From: Grant T. <gt...@sw...> - 2002-06-04 20:58:39
|
> On Thu, Mar 07, 2002 at 07:20:28PM -0500, Grant Taylor wrote: >> Anyway, it's a little frentic here now, but after things settle down >> I'll put together a clean patch for mips. Well, I haven't gotten to the clean patch point yet (I still have nasty hacks in syscall entry to make it work) but now we're at the performance tuning stage... I'm trying to make vmadump run faster. Currently it looks like the following things are true: - Freezing is faster than thawing by around a factor of 2. - Having the dumping kernel connected directly to the undumping kernel* pipelines the whole process and makes thawing the only wall time spent. So that's a 33% speedup. - Having four CPUs migrate processes to four other CPUs all in parallel pipelines that; so that's a 4X speedup. - Removing seemingly uneeded icache flushes for non-executable pages in load_map makes no difference, time-wise, on my platform. This is a little surprising given 250MB of cache flushing that went away, but so be it. - The network is not the bottleneck. My cluster will TCP within itself at nearly a gigabit, and the dumps go at maybe 10MB/s. This leaves me wondering why thawing is so much more expensive than freezing. It's curious that writing the arriving dump to a file in tmpfs is way faster than thawing. My assumption is that the extra time is sunk in the allocation of pages through mmap; this is the main difference between the various paths. Is each read of a page's data triggering a page fault, or are the pages allocated at mmap time? Is there something I can do to speed this up? I don't suppose there would be a way to map the pages directly from a dump file and have a sort of execute-in-place semantic between the file and new process?

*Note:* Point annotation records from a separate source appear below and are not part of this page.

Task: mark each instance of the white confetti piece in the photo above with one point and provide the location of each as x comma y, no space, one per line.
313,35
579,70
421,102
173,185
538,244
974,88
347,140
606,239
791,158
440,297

I'm statistically unlikely to touch pages right away in the process, so some of this work seems unnecessary. * This was a PITA to make work right. Does bproc do this? We found that merely closing the TCP socket on the transmitting end would cause a premature connection reset on the receiving end and thus hose the thaw. No variation on lingering or cloexec or even sleeping worked reliably. In the end I make the sender wait in a loop for the TCP_INFO ioctl to return a TCP state of TCP_CLOSE. No way should this be necessary; something is horribly amiss in my kernel, I think. -- Grant Taylor http://www.picante.com/~gtaylor/ Starent Networks http://www.starentnetworks.com/ |